The Remarkable Life of Robert A. Long
By Aaron Barnhardt
With the recent reopening of Longview Farm, the country estate built in 1914 by timber baron Robert A. Long, it’s worth reviewing the remarkable life of this high-rolling yet humble, God-fearing entrepreneur. The founder and CEO of the Long-Bell Lumber Company used his millions to support a plethora of philanthropic and religious interests as well as surround himself and his family with the fineries available only to winners of the Gilded Age.
R.A. Long grew up in Shelby County, Kentucky, and moved to Columbus, Kansas, where his uncle was president of a bank. Ambitious from the get-go, Long and his partner Victor Bell first made a go of it in the hay business. Long met his wife Martha Ellen there, but otherwise Columbus was not panning out. He and his partners started selling off their inventory, including their barns — and that’s when R.A. Long realized there was a pent-up demand for timber in the area.
Unlike farming, Long and his partners had little grasp of the lumber business. But they knew enough to undercut their only competitor in town. That person sold his business to Long, who assumed the lead role in the company.
What timing! The late 1800s were the beginning of an unprecedented run for lumbermen, who built tremendous fortunes acquiring forested land, cutting and planing the timber and selling direct to the public. By owning every step of the process, Long-Bell became the largest privately held timber company in the world.
R.A. Long moved his family, including daughters Sallie and Loula, to Kansas City in 1891. His family meant the world to him, and starting in 1907 he began to plan the two incredible residences they would call home: The 70-room Corinthian Hall (now the Kansas City Museum), with its enormous stone carriage house; and Longview Farm, covering 1800 acres with more than 50 buildings including the palatial main residence, which underwent a long restoration this year.

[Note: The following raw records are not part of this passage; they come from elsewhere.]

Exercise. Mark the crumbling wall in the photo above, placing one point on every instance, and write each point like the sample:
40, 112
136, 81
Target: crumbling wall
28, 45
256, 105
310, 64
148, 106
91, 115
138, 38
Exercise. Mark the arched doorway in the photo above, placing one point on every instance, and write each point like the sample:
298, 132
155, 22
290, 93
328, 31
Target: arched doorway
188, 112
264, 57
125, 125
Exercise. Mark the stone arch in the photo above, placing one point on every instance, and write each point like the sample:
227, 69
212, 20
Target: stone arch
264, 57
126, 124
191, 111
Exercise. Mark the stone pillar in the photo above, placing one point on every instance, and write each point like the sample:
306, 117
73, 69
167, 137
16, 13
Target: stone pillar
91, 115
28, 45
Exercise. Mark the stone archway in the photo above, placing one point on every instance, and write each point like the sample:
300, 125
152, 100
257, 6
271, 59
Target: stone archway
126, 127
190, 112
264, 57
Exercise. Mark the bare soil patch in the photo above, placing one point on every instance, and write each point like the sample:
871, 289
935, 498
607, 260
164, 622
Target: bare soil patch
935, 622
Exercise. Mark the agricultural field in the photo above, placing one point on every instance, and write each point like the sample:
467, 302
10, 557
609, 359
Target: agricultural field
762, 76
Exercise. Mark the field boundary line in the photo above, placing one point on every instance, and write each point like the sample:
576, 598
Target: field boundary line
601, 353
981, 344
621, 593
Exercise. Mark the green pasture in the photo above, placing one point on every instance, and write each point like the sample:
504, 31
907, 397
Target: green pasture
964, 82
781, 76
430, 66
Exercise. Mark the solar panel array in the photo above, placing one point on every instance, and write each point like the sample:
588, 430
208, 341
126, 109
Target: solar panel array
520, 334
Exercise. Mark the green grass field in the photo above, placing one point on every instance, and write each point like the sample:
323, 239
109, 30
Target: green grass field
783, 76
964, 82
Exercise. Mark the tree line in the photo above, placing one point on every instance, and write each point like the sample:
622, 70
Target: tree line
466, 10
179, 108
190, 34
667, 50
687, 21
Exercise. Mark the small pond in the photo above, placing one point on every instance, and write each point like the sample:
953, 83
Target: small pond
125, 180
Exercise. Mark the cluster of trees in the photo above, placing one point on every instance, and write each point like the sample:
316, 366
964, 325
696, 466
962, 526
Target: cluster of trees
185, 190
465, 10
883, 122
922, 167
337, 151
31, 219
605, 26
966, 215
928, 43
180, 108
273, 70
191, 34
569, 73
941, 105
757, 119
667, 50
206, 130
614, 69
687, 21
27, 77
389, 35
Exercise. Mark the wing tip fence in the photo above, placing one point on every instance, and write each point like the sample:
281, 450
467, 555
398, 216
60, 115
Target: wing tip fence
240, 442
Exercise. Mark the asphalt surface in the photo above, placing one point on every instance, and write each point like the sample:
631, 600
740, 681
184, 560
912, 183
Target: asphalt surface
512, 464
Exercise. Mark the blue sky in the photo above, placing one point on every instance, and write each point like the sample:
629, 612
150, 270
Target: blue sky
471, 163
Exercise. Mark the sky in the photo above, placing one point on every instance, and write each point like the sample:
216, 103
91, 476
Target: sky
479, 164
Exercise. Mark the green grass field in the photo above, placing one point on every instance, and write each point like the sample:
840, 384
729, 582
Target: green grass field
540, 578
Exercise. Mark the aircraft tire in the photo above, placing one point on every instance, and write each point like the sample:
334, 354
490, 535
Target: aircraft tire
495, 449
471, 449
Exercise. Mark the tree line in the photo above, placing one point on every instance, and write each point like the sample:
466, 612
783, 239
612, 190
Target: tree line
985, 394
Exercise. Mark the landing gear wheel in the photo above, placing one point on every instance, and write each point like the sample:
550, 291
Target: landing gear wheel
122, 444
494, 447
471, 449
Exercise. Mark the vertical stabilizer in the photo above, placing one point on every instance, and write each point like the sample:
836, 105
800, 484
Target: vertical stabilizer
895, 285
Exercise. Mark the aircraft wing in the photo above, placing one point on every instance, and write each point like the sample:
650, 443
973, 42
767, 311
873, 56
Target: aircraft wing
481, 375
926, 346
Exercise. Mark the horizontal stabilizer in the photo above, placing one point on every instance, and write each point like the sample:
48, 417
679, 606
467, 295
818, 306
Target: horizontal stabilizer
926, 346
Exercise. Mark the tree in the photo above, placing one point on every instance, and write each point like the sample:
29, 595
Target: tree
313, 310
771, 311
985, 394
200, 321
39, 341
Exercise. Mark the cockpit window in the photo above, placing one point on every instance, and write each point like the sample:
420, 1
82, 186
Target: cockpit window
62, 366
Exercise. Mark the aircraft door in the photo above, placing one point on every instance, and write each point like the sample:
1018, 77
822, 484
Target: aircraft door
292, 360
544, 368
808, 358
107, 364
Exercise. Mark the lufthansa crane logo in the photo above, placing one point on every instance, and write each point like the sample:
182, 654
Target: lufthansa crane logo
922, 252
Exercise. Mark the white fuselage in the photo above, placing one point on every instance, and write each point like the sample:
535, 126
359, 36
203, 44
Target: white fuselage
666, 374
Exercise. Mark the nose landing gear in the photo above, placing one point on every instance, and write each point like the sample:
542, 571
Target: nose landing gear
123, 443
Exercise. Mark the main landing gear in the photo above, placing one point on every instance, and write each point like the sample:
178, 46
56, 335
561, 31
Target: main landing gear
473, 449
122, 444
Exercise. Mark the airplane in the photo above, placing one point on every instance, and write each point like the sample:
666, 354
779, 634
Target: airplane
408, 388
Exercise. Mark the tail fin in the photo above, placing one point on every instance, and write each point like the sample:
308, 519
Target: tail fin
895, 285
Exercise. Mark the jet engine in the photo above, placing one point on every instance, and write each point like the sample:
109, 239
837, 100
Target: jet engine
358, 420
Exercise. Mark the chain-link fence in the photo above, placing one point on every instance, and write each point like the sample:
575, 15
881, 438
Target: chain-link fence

Much of the lore surrounding Longview Farm is about R.A. Long’s colorful daughter Loula, who trained show horses there, integrated the boys’ club of show-horse tournaments and went on win world championships. But Loula’s interest in the fancy equestrian life would never have happened if her father, a native son of Kentucky, hadn’t invested colossal amounts of money to pass his love of horses on to her.
Just as the Kansas City Southern railroad made Martin City possible, you might say it also made Longview Farm possible. As Teresa Thornton Mitchell notes in her 2011 book Longview Farm: Biography of a Dream Come True, R.A. Long built his rural Shangri-la with wood that his company sawed and planed in Louisiana, then sent to Longview via the Kansas City Southern Railroad. Of course, there was a sawmill in Martin City that was perfectly capable of producing the timber for Longview Farm, as it had for many fine suburban houses. But the Long-Bell Lumber Company didn’t own the Martin City sawmill, and it was cheaper for Long to use one of his own mills. Shipping on the Kansas City Southern was no big deal, either, since Long-Bell owned a stake in that, too.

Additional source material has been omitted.